山口県山口市天花に鎮座し、中国地方を統一した戦国大名・毛利元就(1497〜1571年)を祭神とする神社。明治2年(1869年)に明治天皇から「豊栄」の神号を賜り、明治4年(1871年)に萩城から現在地に遷座。明治15年(1882年)に別格官幣社に列せられた。境内西隣には維新回天に尽力した13代藩主・毛利敬親を祀る野田神社が並立し、毛利家の歴史を今に伝える一大聖域をなす。社蔵品の「絹本著色毛利元就像」(永禄5年・1562年)は毛利隆元が父の66歳の長寿を祝して発注した唯一の寿像で、国指定重要文化財として山口県立博物館に寄託されている。瑠璃光寺五重塔から徒歩圏内、「西の京」山口の歴史文化エリアに立地する。

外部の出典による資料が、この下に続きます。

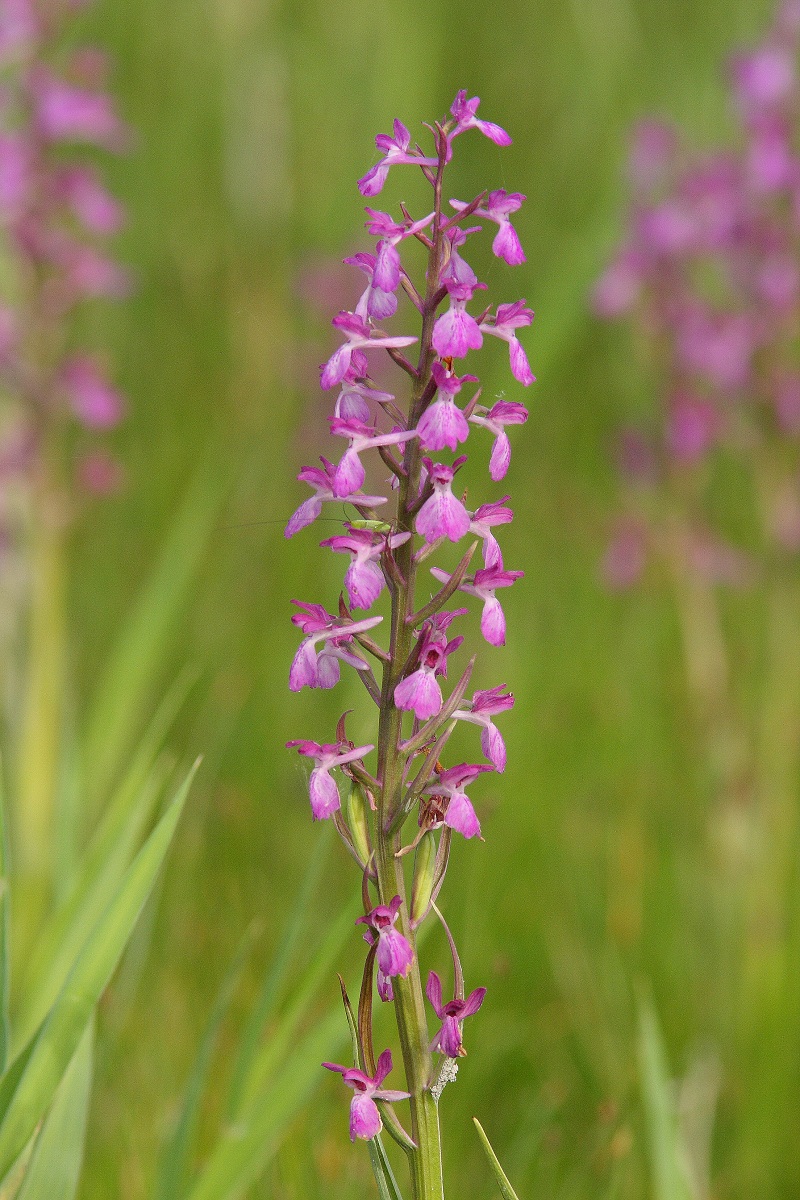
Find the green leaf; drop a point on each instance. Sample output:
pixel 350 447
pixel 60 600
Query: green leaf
pixel 133 665
pixel 5 942
pixel 54 1168
pixel 382 1169
pixel 48 1055
pixel 667 1162
pixel 506 1191
pixel 101 869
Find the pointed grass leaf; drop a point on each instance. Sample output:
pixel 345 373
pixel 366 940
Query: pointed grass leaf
pixel 382 1169
pixel 506 1191
pixel 95 885
pixel 54 1168
pixel 5 955
pixel 667 1161
pixel 48 1054
pixel 97 876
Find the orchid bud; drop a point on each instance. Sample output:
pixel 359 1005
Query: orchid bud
pixel 359 822
pixel 425 867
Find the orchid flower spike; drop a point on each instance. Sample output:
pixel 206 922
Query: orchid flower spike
pixel 395 953
pixel 449 1039
pixel 365 1117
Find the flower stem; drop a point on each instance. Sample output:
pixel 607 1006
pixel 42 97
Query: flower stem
pixel 409 1000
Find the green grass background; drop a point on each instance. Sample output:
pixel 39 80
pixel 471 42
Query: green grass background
pixel 254 119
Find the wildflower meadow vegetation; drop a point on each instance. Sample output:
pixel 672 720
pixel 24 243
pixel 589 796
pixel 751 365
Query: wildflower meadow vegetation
pixel 400 755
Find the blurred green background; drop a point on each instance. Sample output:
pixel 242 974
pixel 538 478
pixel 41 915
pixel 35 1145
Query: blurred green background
pixel 597 877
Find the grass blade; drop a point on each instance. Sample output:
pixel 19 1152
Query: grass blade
pixel 382 1169
pixel 669 1180
pixel 54 1168
pixel 58 1038
pixel 133 665
pixel 5 945
pixel 506 1191
pixel 103 863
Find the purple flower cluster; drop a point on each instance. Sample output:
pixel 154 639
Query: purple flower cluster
pixel 709 271
pixel 417 447
pixel 56 216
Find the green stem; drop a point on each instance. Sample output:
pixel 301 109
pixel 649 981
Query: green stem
pixel 42 705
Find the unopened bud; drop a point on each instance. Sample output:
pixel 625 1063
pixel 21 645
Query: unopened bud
pixel 425 865
pixel 359 822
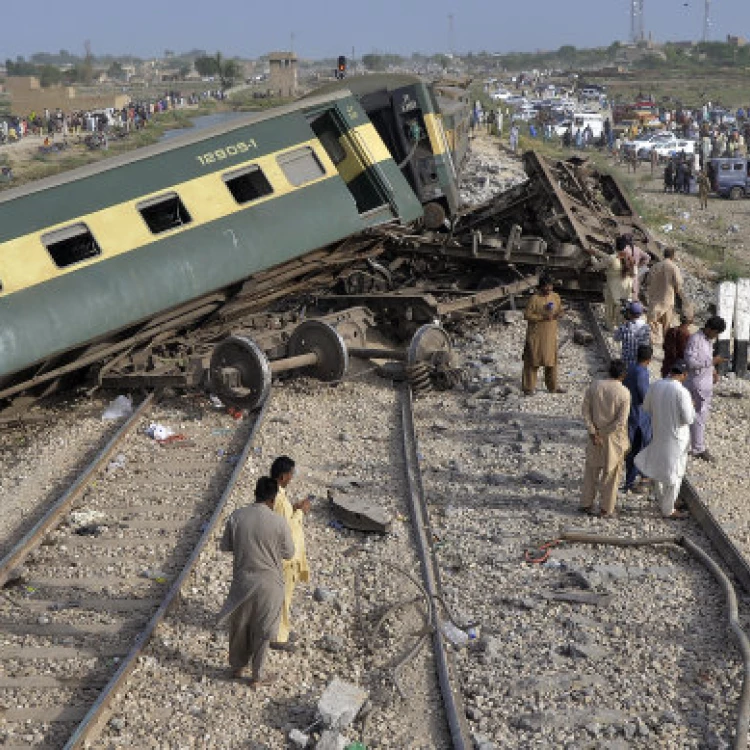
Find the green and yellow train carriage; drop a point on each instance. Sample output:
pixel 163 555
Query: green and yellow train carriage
pixel 403 110
pixel 88 257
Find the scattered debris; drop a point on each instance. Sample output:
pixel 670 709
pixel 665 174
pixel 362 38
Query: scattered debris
pixel 361 515
pixel 120 407
pixel 340 703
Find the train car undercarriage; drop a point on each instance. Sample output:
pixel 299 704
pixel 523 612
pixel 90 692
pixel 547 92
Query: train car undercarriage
pixel 323 304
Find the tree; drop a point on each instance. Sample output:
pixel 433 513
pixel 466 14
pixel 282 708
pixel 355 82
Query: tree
pixel 206 66
pixel 49 75
pixel 231 71
pixel 567 53
pixel 116 72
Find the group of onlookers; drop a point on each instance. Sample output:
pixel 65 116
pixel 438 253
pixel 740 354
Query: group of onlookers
pixel 642 429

毛利元就(1497〜1571年)は安芸国吉田郡山城(現・広島県安芸高田市)を本拠とし、謀略と外交を駆使して中国地方10カ国を統一した戦国最大の版図を誇る大名。「三本の矢」の逸話で知られる通り、長男・隆元、次男・元春(吉川家)、三男・隆景(小早川家)の「毛利両川体制」を確立し、一族の結束を政治と軍事の根幹に置いた。
元就の霊を最初に祀ったのは孫の毛利輝元で、慶長年間(1600年頃)に萩の春日社(後の青山神社)に霊を遷した。宝暦12年(1762年)、8代藩主・毛利重就が祭祀を整備して「神性霊社」と称した。